Roaming caravan residents on blacklist used by many municipalities: report
Many Dutch municipalities have a blacklist consisting of residents of roaming caravans, De Stentor reports based on its own research. If the authorities receive a tip, the caravan residents are more likely to be suspected than other residents, according to the newspaper.
The Netherlands has an estimated 60,000 to 70,000 caravan dwellers. The National Coordinator against Discrimination and Racism (NCDR) called the existence of this blacklist worrying, especially after the Tax Authority’s institutional racism scandal. “We did not know about this list yet, but we will certainly look at it carefully,” a spokesperson said to De Stentor.

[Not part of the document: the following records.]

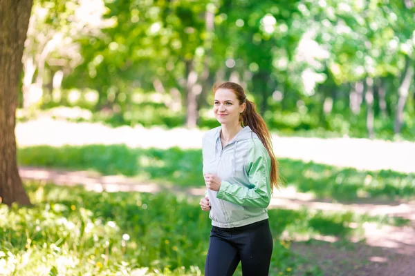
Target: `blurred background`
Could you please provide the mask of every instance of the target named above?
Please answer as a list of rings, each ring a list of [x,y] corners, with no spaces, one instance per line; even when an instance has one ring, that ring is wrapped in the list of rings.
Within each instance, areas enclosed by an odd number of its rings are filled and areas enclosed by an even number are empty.
[[[412,275],[414,13],[412,0],[35,0],[16,127],[35,207],[0,207],[0,271],[203,275],[201,137],[219,126],[213,84],[231,81],[279,160],[270,275]]]

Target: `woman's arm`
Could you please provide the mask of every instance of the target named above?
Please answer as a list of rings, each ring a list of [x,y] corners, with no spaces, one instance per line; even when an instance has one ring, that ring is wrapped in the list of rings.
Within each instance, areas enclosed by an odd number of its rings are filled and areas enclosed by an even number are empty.
[[[266,208],[271,199],[271,160],[261,141],[254,141],[247,164],[250,188],[222,181],[216,197],[240,206]]]

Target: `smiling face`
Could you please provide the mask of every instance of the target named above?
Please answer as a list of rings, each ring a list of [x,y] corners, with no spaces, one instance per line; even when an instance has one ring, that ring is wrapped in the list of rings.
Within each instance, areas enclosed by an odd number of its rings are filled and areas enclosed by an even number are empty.
[[[229,89],[219,88],[214,94],[213,112],[221,124],[237,124],[239,115],[245,110],[245,103],[239,105],[236,94]]]

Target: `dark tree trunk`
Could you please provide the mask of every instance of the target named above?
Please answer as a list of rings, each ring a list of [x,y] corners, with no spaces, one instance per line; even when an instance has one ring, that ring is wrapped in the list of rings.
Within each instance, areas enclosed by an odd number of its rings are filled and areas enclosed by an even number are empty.
[[[0,0],[0,199],[29,205],[16,158],[16,107],[33,0]]]
[[[376,81],[376,86],[378,88],[378,95],[379,96],[379,109],[382,119],[387,118],[387,104],[386,103],[386,90],[385,89],[385,83],[382,79],[379,78]]]
[[[394,130],[395,133],[399,133],[402,124],[403,124],[403,110],[408,97],[409,87],[414,76],[414,68],[409,57],[407,57],[405,71],[403,73],[403,79],[398,91],[399,99],[396,105],[396,113],[395,117],[395,126]]]
[[[372,78],[366,78],[366,94],[365,95],[365,99],[367,104],[367,114],[366,117],[366,127],[367,128],[367,133],[370,139],[375,137],[374,131],[374,118],[375,115],[374,113],[374,80]]]
[[[199,118],[197,97],[201,92],[201,87],[199,88],[195,86],[199,76],[193,68],[193,61],[186,61],[186,72],[187,73],[186,81],[186,126],[189,128],[194,128],[196,127]]]

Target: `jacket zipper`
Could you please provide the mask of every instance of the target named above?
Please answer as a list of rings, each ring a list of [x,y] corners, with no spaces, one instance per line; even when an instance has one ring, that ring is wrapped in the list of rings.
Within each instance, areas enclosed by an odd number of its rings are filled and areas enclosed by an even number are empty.
[[[219,160],[218,161],[218,166],[216,166],[216,175],[218,175],[218,170],[219,169],[219,164],[221,163],[221,159],[222,159],[222,152],[223,152],[223,150],[225,150],[225,148],[226,148],[228,145],[229,145],[229,144],[225,145],[225,146],[221,150],[221,154],[219,155]],[[222,208],[222,212],[225,215],[225,219],[226,219],[226,221],[229,224],[230,222],[229,221],[229,216],[228,215],[228,213],[226,213],[226,210],[225,208],[225,204],[223,204],[223,201],[221,199],[219,199],[219,204],[221,204],[221,208]]]

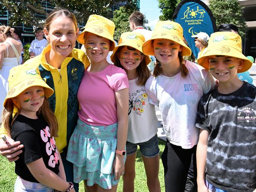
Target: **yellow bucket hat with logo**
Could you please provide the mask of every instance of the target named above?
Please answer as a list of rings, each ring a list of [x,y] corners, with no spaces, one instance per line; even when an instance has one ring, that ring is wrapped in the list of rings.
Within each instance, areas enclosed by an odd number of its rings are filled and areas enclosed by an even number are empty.
[[[142,45],[145,42],[144,36],[138,33],[132,32],[126,32],[121,34],[120,39],[119,40],[119,44],[113,51],[113,53],[111,55],[111,61],[115,63],[118,59],[117,56],[116,54],[118,48],[122,46],[129,46],[139,51],[141,53],[142,52]],[[151,60],[148,55],[145,55],[143,59],[147,65],[148,65],[151,62]]]
[[[169,20],[158,21],[153,31],[151,38],[146,41],[142,46],[145,54],[149,55],[155,55],[152,42],[154,39],[158,39],[171,40],[182,46],[182,56],[191,55],[191,50],[183,41],[183,29],[178,23]]]
[[[207,50],[197,59],[197,63],[209,70],[209,56],[225,55],[243,59],[243,65],[237,73],[247,71],[252,65],[252,61],[242,53],[242,41],[239,35],[233,32],[216,32],[211,35]]]
[[[115,27],[115,24],[111,20],[100,15],[91,15],[89,17],[85,26],[82,28],[83,30],[77,37],[77,41],[84,44],[85,33],[89,32],[110,40],[113,42],[110,50],[113,51],[115,46],[113,37]]]
[[[4,107],[8,99],[18,96],[31,87],[44,87],[45,97],[46,98],[54,92],[53,89],[42,79],[38,68],[31,65],[22,65],[12,68],[10,70],[8,81],[9,90],[4,102]]]

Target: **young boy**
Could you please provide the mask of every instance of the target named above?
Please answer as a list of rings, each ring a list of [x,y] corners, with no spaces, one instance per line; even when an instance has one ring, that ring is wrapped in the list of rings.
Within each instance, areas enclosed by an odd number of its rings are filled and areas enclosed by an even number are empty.
[[[198,192],[256,192],[256,87],[237,77],[252,66],[241,47],[238,34],[215,33],[197,60],[219,82],[198,106]]]

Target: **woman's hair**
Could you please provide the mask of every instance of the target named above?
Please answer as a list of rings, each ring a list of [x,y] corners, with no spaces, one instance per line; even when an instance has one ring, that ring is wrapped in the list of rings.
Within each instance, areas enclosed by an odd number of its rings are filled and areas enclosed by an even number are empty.
[[[116,52],[116,54],[117,53],[119,52],[121,49],[122,49],[123,47],[123,46],[122,46],[118,48],[118,49]],[[141,53],[142,55],[143,55],[142,53]],[[116,66],[121,67],[123,69],[124,69],[121,65],[120,60],[118,58],[117,58],[117,55],[116,55],[115,57],[116,57],[116,59],[115,59],[114,65]],[[145,59],[143,59],[136,68],[136,72],[139,76],[138,79],[136,81],[137,85],[145,85],[146,84],[147,80],[148,80],[148,78],[150,76],[150,71],[149,71],[149,69],[148,69],[147,65],[145,62]]]
[[[197,37],[196,39],[197,39],[197,40],[201,42],[201,43],[202,43],[202,44],[203,45],[203,46],[204,46],[204,47],[208,46],[208,42],[206,42],[204,40],[202,40],[202,39]]]
[[[7,37],[11,36],[11,27],[9,26],[6,26],[5,25],[0,26],[0,31],[2,31],[4,34],[6,35]]]
[[[17,113],[13,118],[14,107],[17,109]],[[3,111],[3,125],[6,133],[10,137],[11,135],[11,126],[15,122],[18,115],[20,114],[19,107],[16,105],[11,99],[8,99],[6,103]],[[58,137],[58,123],[54,114],[50,108],[48,100],[45,98],[44,102],[39,110],[37,112],[37,115],[42,116],[46,121],[51,132],[51,137]]]
[[[154,47],[153,43],[154,41],[151,41],[151,44],[152,47]],[[179,52],[179,53],[178,55],[178,57],[179,57],[180,63],[180,65],[181,65],[181,76],[183,78],[186,78],[187,76],[187,74],[188,74],[188,70],[187,70],[187,67],[186,67],[186,65],[185,65],[184,59],[183,59],[183,56],[181,54],[181,52]],[[153,75],[156,77],[157,76],[158,76],[161,74],[162,72],[162,69],[160,65],[160,62],[156,58],[156,65],[155,66],[155,68],[154,68],[154,72],[153,72]]]
[[[61,7],[58,7],[56,9],[50,13],[49,16],[45,20],[45,28],[48,31],[49,30],[50,30],[50,26],[51,25],[52,21],[56,18],[63,16],[66,17],[71,19],[73,22],[74,24],[75,25],[76,29],[78,28],[77,22],[76,21],[76,17],[74,14],[69,10]]]

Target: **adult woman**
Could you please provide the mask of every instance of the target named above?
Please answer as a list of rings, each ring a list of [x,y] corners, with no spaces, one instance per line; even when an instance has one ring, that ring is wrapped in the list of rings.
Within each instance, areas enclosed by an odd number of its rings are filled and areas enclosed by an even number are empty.
[[[195,46],[199,50],[197,58],[206,51],[205,48],[208,45],[208,40],[210,38],[206,33],[200,32],[195,35],[192,35],[191,37],[195,38]]]
[[[11,36],[11,28],[9,26],[0,26],[0,124],[2,123],[3,103],[8,91],[9,71],[18,65],[17,58],[20,56],[21,44]]]
[[[63,9],[54,11],[46,20],[44,32],[49,44],[40,55],[23,65],[36,65],[43,79],[54,90],[48,101],[59,126],[56,143],[67,180],[73,181],[73,164],[66,161],[66,147],[76,125],[78,109],[76,95],[85,68],[89,62],[82,50],[74,48],[79,29],[74,16],[69,11]],[[11,144],[0,144],[1,154],[9,161],[15,161],[19,158],[17,155],[22,152],[17,151],[23,146],[19,145],[19,142],[13,143],[9,139]],[[76,191],[78,191],[78,185],[74,185]]]

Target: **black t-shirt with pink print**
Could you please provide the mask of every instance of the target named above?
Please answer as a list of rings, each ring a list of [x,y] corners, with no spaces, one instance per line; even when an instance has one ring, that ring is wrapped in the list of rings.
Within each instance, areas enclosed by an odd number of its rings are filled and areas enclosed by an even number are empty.
[[[45,120],[28,118],[19,114],[11,127],[11,138],[24,145],[23,153],[15,162],[15,172],[23,179],[39,183],[26,165],[41,158],[48,169],[59,172],[59,161],[54,137],[51,137],[50,128]]]

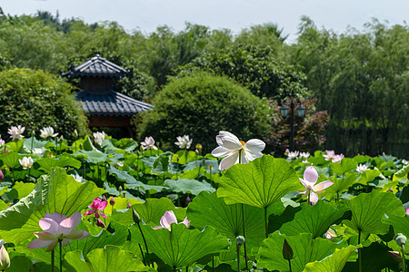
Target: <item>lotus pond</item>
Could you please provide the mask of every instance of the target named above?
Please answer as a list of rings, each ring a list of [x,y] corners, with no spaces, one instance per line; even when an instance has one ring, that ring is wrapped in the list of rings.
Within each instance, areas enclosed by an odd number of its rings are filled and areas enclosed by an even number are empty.
[[[240,153],[220,170],[189,139],[49,132],[1,142],[0,270],[407,269],[404,160]]]

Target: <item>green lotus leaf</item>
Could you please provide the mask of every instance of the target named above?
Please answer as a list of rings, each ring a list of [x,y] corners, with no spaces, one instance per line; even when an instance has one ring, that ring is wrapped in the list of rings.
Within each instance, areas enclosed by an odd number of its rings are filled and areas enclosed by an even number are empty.
[[[301,204],[301,210],[295,213],[293,220],[280,228],[280,233],[287,236],[298,233],[311,233],[313,238],[323,236],[328,228],[340,220],[349,210],[344,205],[338,207],[319,200],[315,205]]]
[[[394,214],[404,214],[402,202],[392,192],[373,190],[343,203],[349,207],[352,212],[351,220],[343,220],[343,223],[356,232],[386,234],[389,225],[382,222],[384,215],[391,217]]]
[[[358,248],[355,246],[348,246],[348,248],[336,248],[335,252],[330,257],[321,260],[308,263],[303,272],[341,272],[348,260],[351,254]]]
[[[381,174],[381,171],[378,170],[367,170],[364,173],[359,176],[357,180],[358,183],[366,185],[368,182],[374,180],[376,177]]]
[[[175,192],[190,193],[197,196],[202,191],[214,192],[215,189],[206,181],[196,180],[179,179],[177,180],[166,180],[165,184],[169,186]]]
[[[215,192],[196,196],[187,208],[187,218],[193,227],[202,229],[212,226],[231,240],[243,235],[242,205],[225,205]],[[244,205],[244,221],[248,248],[258,246],[265,238],[264,210]]]
[[[51,169],[54,167],[74,167],[79,169],[81,167],[81,161],[70,157],[60,157],[58,160],[52,158],[43,158],[35,160],[35,163],[37,163],[40,167],[40,170],[44,170],[46,172],[50,172]]]
[[[356,170],[358,161],[350,158],[344,158],[341,162],[330,162],[331,170],[337,175],[344,175],[346,172]]]
[[[169,170],[170,157],[159,156],[155,160],[151,173],[162,175]]]
[[[284,236],[276,231],[263,241],[257,254],[257,267],[269,270],[289,270],[288,260],[283,257],[284,238],[294,252],[294,258],[291,259],[293,272],[303,271],[306,264],[322,260],[333,254],[336,248],[346,246],[346,242],[334,243],[319,238],[313,239],[311,233]]]
[[[409,238],[409,215],[404,215],[404,217],[391,215],[388,219],[383,219],[383,221],[392,225],[395,234],[402,233],[406,238]]]
[[[131,251],[115,246],[94,249],[85,259],[82,259],[81,250],[67,252],[64,258],[71,271],[149,271],[149,267],[144,266]]]
[[[219,182],[217,197],[226,204],[244,203],[264,209],[284,195],[304,190],[300,180],[284,159],[263,156],[228,169]]]
[[[55,211],[67,217],[82,210],[105,192],[94,182],[80,183],[69,179],[65,170],[57,168],[42,176],[33,191],[16,204],[0,212],[0,237],[15,245],[32,239],[41,231],[38,225],[45,212]]]
[[[344,191],[356,182],[358,174],[356,172],[349,172],[345,174],[345,177],[331,177],[328,179],[333,181],[334,184],[325,189],[325,191],[321,194],[322,197],[325,197],[327,199],[331,199],[334,197],[341,196]]]
[[[0,160],[3,160],[3,163],[11,169],[20,166],[20,161],[18,160],[18,159],[21,158],[23,158],[23,156],[20,156],[16,152],[13,151],[6,152],[5,154],[2,154],[0,156]]]
[[[41,149],[45,146],[47,141],[38,141],[35,137],[30,137],[24,139],[24,148],[29,151],[34,149]]]
[[[361,248],[362,271],[382,271],[389,267],[390,271],[400,271],[399,263],[396,262],[388,252],[391,250],[385,245],[374,242]],[[316,270],[315,270],[316,271]],[[359,262],[347,262],[344,271],[359,271]]]
[[[183,150],[178,151],[175,154],[172,156],[172,162],[179,164],[186,164],[187,162],[194,161],[199,157],[194,151]]]
[[[167,228],[154,229],[148,225],[141,227],[149,253],[155,253],[165,264],[176,268],[189,266],[204,256],[227,251],[230,244],[212,227],[202,231],[175,223],[171,225],[171,231]],[[135,232],[131,232],[131,238],[136,238],[141,244],[140,236],[135,237]]]
[[[155,189],[155,191],[161,191],[163,189],[166,188],[164,186],[145,184],[144,182],[136,180],[128,172],[119,170],[112,165],[109,166],[108,172],[116,176],[119,180],[126,181],[125,185],[129,189],[142,189],[143,190]]]

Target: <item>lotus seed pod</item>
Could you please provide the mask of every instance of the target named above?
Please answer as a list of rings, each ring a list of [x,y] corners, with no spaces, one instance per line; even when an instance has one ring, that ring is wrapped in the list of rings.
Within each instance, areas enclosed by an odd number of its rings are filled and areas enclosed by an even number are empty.
[[[10,267],[10,257],[5,245],[2,245],[0,249],[0,270],[4,271]]]
[[[290,245],[288,244],[287,240],[284,239],[284,245],[283,245],[283,257],[284,259],[292,259],[294,257],[293,248],[291,248]]]
[[[238,236],[235,238],[235,243],[237,244],[237,246],[242,246],[243,244],[244,244],[245,239],[243,236]]]
[[[398,233],[394,237],[394,241],[399,247],[404,247],[404,245],[406,245],[406,237],[402,233]]]

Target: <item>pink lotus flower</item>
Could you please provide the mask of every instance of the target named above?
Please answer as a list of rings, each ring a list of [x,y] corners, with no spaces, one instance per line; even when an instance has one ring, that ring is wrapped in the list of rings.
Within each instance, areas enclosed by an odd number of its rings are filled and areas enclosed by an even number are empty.
[[[165,215],[161,219],[161,226],[155,227],[154,229],[159,229],[159,228],[167,228],[169,231],[171,231],[171,225],[172,223],[175,224],[185,224],[187,228],[189,227],[190,221],[187,220],[187,218],[185,219],[180,223],[177,223],[176,217],[175,216],[175,213],[173,210],[168,210],[165,213]]]
[[[18,127],[11,127],[10,129],[8,129],[7,133],[10,134],[10,138],[12,140],[15,140],[15,138],[17,138],[17,140],[22,140],[23,138],[25,138],[25,136],[22,135],[25,131],[25,127],[18,125]]]
[[[318,172],[316,170],[310,166],[304,172],[304,180],[300,178],[301,183],[305,187],[305,190],[298,191],[303,193],[304,197],[308,196],[309,204],[315,204],[318,201],[319,193],[324,192],[324,189],[334,184],[333,181],[323,181],[315,185],[318,180]]]
[[[53,214],[45,213],[45,218],[39,221],[42,232],[35,232],[37,239],[32,241],[27,248],[45,248],[45,251],[52,251],[61,240],[63,247],[67,246],[71,240],[79,240],[89,237],[88,232],[83,229],[74,230],[81,222],[81,212],[76,212],[71,217],[55,212]]]
[[[141,145],[144,151],[157,150],[157,147],[155,145],[155,140],[152,136],[145,137],[145,141],[141,141]]]
[[[99,214],[101,214],[104,218],[106,219],[106,215],[102,212],[98,212],[98,210],[104,210],[104,209],[106,208],[106,205],[108,205],[108,201],[101,201],[99,198],[96,198],[93,200],[93,204],[88,206],[88,208],[92,209],[85,211],[84,215],[91,215],[94,213],[95,215],[95,219],[99,219]]]

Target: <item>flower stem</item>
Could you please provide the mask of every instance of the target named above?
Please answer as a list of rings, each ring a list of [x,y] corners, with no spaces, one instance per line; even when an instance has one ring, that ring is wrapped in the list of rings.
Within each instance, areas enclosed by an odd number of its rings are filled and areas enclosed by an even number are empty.
[[[406,271],[406,264],[404,263],[404,245],[402,245],[402,250],[401,250],[401,252],[402,252],[402,262],[403,262],[403,269],[402,269],[402,271],[403,272],[405,272]]]
[[[358,245],[361,244],[361,229],[358,230]],[[358,266],[359,272],[362,272],[362,253],[361,248],[358,248]]]
[[[145,248],[146,248],[146,255],[145,256],[147,256],[149,254],[149,251],[147,249],[147,244],[146,244],[146,240],[145,239],[144,232],[142,232],[142,228],[141,228],[141,226],[139,225],[139,223],[138,223],[138,228],[139,228],[139,231],[141,232],[142,238],[144,239]]]
[[[240,247],[238,245],[235,251],[237,252],[237,272],[240,272]]]
[[[60,245],[60,272],[63,272],[63,245],[61,239],[58,239],[58,244]]]
[[[245,261],[245,269],[248,270],[247,265],[247,250],[245,248],[245,221],[244,221],[244,204],[242,203],[242,220],[243,220],[243,237],[244,238],[244,261]]]
[[[51,272],[54,272],[54,257],[55,257],[55,250],[51,251]]]
[[[144,251],[142,250],[141,244],[138,243],[138,246],[139,246],[139,249],[141,250],[142,260],[144,261],[144,265],[146,267],[146,259],[145,258],[145,255],[144,255]]]
[[[268,238],[267,207],[264,207],[264,228],[265,228],[265,238]]]

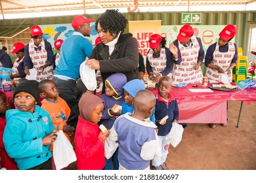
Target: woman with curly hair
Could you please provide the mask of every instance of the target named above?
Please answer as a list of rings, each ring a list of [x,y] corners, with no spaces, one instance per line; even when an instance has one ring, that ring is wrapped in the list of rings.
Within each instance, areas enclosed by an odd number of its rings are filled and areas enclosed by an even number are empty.
[[[123,33],[127,19],[118,10],[107,10],[95,22],[102,42],[93,49],[86,64],[100,70],[102,82],[116,73],[123,73],[127,82],[139,78],[138,44],[131,33]],[[102,93],[105,93],[105,86]]]

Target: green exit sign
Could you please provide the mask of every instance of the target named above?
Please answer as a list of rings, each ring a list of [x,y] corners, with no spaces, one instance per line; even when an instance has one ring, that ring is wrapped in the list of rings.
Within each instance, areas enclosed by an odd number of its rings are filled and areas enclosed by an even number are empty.
[[[182,23],[201,23],[201,13],[182,13]]]

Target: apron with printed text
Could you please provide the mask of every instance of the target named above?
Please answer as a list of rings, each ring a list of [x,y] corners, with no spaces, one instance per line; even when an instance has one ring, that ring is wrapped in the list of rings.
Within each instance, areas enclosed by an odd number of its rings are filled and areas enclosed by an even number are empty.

In general, the government and government services need to be cautious when using lists, the spokesperson said. “In its role as watchdog, the NCDR intends to closely examine in which places the government made use of comparable lists and to investigate them to see whether there is exclusion and stigmatization on the basis of grounds as referred to in Article 1.” Article 1 of the constitution is on equal treatment and non-discrimination.
According to the newspaper, the Ministry of Justice and Security drew up the blacklist. A spokesperson said it was a first step to test the value of a signal and saw nothing discriminatory about it.
Lawyer Sjoerd Jaarsma, who specializes in cases involving caravan residents, disagrees. “This is, of course, stigmatizing and even discriminatory, in my opinion. Equal cases should be treated equally, and that does not seem to happen here,” he said to the newspaper.